Cliché en Agfacolor - Hongrie 1939
Cliché en Agfacolor – Hongrie 1939

 

Le contexte de la guerre retardera la popularisation de la photographie couleur en général. Pour ce qui est de l’Europe, cette popularisation n’interviendra que dans les années 50 avec une très nette hégémonie des produits Kodak, avec les Kodachrome, Kodachrome II, etc., puis Ektachrome. Ainsi dans le monde de la photo professionnelle le nom « Ekta », signifiera longtemps diapositive.

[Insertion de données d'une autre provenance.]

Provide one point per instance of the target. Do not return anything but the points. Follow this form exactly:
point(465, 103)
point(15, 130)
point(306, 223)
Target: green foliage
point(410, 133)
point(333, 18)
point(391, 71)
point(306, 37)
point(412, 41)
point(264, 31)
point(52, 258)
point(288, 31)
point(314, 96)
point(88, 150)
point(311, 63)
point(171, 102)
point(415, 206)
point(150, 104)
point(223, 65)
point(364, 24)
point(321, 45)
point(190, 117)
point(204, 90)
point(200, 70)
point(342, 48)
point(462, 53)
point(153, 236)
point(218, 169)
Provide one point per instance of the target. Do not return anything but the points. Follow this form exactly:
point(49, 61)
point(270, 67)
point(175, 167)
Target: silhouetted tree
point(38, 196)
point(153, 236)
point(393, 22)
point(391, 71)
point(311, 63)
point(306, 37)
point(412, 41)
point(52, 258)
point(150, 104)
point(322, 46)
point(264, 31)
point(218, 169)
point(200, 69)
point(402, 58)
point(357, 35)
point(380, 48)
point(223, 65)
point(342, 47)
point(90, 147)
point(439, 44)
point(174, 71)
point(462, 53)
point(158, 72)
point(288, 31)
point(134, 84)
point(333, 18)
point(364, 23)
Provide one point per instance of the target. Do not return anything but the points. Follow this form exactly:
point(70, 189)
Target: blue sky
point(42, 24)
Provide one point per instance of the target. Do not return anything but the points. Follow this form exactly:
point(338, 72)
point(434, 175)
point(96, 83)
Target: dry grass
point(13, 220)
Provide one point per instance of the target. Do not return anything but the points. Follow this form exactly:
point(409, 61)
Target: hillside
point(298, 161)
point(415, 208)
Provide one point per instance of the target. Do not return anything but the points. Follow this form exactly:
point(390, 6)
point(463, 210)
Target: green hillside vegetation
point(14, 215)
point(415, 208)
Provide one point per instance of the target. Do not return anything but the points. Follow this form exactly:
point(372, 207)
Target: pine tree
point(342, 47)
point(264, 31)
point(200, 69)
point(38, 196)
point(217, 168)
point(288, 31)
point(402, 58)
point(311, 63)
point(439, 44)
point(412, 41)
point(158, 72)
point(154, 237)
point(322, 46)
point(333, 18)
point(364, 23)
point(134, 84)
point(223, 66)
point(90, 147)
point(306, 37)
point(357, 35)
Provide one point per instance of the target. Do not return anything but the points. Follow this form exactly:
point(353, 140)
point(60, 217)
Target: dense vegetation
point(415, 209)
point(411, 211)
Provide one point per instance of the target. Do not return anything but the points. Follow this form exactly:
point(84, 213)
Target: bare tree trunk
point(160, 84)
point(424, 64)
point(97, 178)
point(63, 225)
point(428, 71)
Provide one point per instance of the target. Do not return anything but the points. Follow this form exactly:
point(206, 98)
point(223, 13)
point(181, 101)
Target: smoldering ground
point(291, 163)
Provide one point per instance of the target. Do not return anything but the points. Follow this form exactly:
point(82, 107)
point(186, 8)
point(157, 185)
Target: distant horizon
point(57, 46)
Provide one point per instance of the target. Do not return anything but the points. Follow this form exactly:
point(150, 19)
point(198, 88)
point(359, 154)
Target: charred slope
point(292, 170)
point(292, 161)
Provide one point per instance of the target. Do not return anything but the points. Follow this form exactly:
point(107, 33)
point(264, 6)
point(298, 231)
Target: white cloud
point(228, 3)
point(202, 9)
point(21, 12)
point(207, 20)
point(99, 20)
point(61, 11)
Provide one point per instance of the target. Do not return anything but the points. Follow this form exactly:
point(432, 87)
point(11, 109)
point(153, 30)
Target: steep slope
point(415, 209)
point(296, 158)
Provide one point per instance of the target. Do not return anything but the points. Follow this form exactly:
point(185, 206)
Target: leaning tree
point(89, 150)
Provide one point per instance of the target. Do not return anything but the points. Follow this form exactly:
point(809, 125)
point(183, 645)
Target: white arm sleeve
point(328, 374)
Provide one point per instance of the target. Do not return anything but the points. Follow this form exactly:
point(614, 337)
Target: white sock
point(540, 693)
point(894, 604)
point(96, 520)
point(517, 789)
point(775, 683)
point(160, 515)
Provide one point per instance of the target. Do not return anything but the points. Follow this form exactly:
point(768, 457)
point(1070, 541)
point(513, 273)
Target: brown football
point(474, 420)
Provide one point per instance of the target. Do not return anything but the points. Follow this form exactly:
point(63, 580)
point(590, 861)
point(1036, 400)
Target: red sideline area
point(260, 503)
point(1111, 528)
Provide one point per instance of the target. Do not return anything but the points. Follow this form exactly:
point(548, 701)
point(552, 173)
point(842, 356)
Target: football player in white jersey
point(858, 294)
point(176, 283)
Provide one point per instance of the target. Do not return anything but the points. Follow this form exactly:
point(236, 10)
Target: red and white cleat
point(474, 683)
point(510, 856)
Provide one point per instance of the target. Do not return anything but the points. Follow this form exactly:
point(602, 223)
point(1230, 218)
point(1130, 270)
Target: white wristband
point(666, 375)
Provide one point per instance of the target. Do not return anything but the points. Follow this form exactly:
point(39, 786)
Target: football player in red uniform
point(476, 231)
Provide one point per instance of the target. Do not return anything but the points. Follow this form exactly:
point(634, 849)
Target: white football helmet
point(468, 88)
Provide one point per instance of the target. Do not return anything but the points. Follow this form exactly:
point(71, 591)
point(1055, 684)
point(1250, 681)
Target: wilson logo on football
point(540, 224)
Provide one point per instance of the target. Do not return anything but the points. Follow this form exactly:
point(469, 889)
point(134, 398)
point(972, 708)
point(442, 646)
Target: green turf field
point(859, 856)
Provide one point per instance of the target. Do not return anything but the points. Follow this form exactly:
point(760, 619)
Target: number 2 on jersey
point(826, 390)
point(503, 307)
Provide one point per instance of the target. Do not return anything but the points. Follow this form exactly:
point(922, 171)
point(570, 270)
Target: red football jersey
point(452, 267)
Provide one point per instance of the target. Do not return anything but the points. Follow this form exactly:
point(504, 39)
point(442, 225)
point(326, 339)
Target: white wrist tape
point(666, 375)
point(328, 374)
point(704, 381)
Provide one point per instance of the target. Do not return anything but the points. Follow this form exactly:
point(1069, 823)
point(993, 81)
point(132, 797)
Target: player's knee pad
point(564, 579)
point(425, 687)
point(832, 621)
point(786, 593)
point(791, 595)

Le seul grand succès d’Agfa sera la troisième partie du film d’Eisenstein « Ivan le terrible », tournée en couleur avec des pellicules Agfa de prise de guerre !

 

L’alternative à Kodachrome

À côté des produits Kodak, d’autres pellicules ont bien sûr existé, comme Agfa bien évidemment, mais aussi Perutz, Anscochrome… Elles ont toutes en commun de ne nécessiter qu’un seul bain pour le processus de développement. Ce qui est le cas de l’Ektachrome également. Le procédé de développement à trois bains de la Kodachrome ne pouvait se faire que dans vingt usines réparties dans le monde entier. Ce qui signifiait environ 15 jours de délai de délai de traitement. Malgré cela, l’hégémonie de Kodak (Kodachrome et Ektachrome pour le monde professionnel) durera presque un demi-siècle. La Kodachrome ne sera réellement battue en brèche qu’en 1990 par Fujifilm avec la Velvia. La domination de Kodak sera achevée par la fin de la période argentique, à la bascule du XXIe siècle. La dernière Kodachrome produite a été pour Steve Mc Curry. Elle a été développée le 13 juillet 2010 par le labo Dwyane’s Photo Service dans le Kansas.

Le dernier labo de traitement Kodachrome en Europe, à Renens, près de Lausane.
Le dernier labo de traitement Kodachrome en Europe, à Renens, près de Lausanne.

En guise d’épilogue

La période initiale

Contrairement à que l’on croit couramment aujourd’hui, la photographie couleur autochrome a donné de très belles photographies dans les 30 premières années du XX e siècle. Cette technologie appartient à la première période de la photographie, que nous appellerons la période initiale. Celle qui produit de très belles photos N&B et couleur, mais avec des technologies artisanales, malcommodes, lourdes, encombrantes et chères, très chères.

La période de maturité

Ce que l’on pourrait appeler la seconde période, de la fin de la Seconde Guerre Mondiale à la fin du XXe siècle, la période de la maturité, correspond à la capacité à produire en grande série des matériels de plus en plus évolués, dotés d’éléments mécaniques toujours plus fiables et miniaturisés, et d’éléments optiques d’une qualité croissante. Cette période s’accompagne d’une démocratisation de la photo, qui va de pair avec une qualité des clichés qui progresse, surtout au vu de la taille des surfaces sensibles en diminution et de la sensibilité des pellicules en augmentation.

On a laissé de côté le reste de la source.